Since her legs were not long and strong enough to distance all pursuit, Destry calmly sat down on a stump and considered the problem gravely, unhurriedly. There was only one salvation, and that was in his own mind.
He could, for instance, nest himself somewhere among the rocks and open fire pointblank on them, when they came struggling up the slope within the range of his rifle, but he knew that he who kills is bound to be killed. Moreover, even if he dropped two or three of them, enough would remain to keep him there under observation; and more men, more horses, were sure to come up from the rear. Aware of this, Destry lighted a second smoke, and with the first whiff of it, he saw the thing that he should do.
He went down the slope at the calmest of walks, therefore, and crossed the little bridge with the mare at his heels. The water had now risen until some of the spray dashed continually upon it and got the surface of the floor boards slippery with wet, yet Fiddle went over with a dainty step and stood at last on the farther side with her fine head raised and turned back toward the ridge of l
and they had just crossed, as though she knew that danger was coming up behind them.

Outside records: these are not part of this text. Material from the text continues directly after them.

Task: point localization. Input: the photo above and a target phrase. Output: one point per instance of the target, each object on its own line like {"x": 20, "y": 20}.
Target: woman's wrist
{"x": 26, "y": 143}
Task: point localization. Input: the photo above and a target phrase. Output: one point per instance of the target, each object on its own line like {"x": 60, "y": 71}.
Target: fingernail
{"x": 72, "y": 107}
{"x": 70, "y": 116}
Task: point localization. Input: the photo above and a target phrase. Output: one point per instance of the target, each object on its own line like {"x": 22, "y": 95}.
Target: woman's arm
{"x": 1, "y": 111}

Destry led her on up the steep way that twisted snakelike among the rocks above. When she was safely upon the shoulder of the table land that appeared here, he put her behind a nest of pines and went back to the edge of the plateau. The bridge was now a hundred feet directly beneath him, and over the ridge which he had just passed tipped the pursuit— six riders, six horses, one rushing behind the other, and their shout of triumph at the view of him went faintly roaring down the wind to Destry’s ears.

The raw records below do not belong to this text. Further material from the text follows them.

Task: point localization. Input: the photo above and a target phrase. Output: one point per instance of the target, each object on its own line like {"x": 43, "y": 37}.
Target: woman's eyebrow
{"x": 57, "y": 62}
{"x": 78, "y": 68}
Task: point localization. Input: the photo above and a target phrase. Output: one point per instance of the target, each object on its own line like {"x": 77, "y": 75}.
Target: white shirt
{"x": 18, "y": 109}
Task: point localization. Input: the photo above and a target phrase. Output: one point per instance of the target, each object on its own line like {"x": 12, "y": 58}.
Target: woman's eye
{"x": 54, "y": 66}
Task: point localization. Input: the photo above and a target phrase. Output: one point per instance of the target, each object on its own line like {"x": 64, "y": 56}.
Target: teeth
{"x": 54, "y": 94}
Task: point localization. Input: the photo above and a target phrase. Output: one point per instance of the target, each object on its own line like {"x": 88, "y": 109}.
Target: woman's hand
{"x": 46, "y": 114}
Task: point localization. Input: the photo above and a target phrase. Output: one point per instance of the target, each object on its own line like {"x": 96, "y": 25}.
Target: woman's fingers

There were masses of detached boulders lying about, fallen from the upper reaches of the high ground, and one of these monsters he rolled end over end, until its three hundred pounds pitched over the verge, landed not a foot from the bridge, and burst like a shell exploding.
Another great shout went up from the pursuers, but Destry had learned how to find the range and he heaved another boulder to the brink with perfect confidence, regardless of the shots which the six were pumping at him. Bullets fired from the saddle on a galloping horse are rarely more dangerous than a flight of wild sparrows. He carefully deliberated, then heaved the stone over.
This one, falling more sheer, struck a projecting rock-face half way in its descent, and glanced outward. Almost in the center of the bridge it struck, and broke the back of that frail structure as though it were built of straw. The water completed the ruin. The bridge seemed to rise with muddy arms, and in a trice all the timbers had been wrenched from their lodgment and carried swiftly down the water.
So the link was broken between Destry and the six.
He waved his hat to their shaken fists and brandished guns, then returned to the mare and rode her at a walk through the pines, up to the crest, where he appeared again, faintly outlined against the sky, then dipped from view beyond. He was in no slightest hurry.
At the first runlet which crossed his way, he refreshed Fiddle by sluicing water over her stomach and legs, and letting her have a few mouthfuls of grass; then he loosened the cinches and went on, walking in front of her, while she followed grazing here and there, then trotting to catch up with him—sometimes galloping a quarter of a mile ahead, and there pausing to feed greedily, until he came again.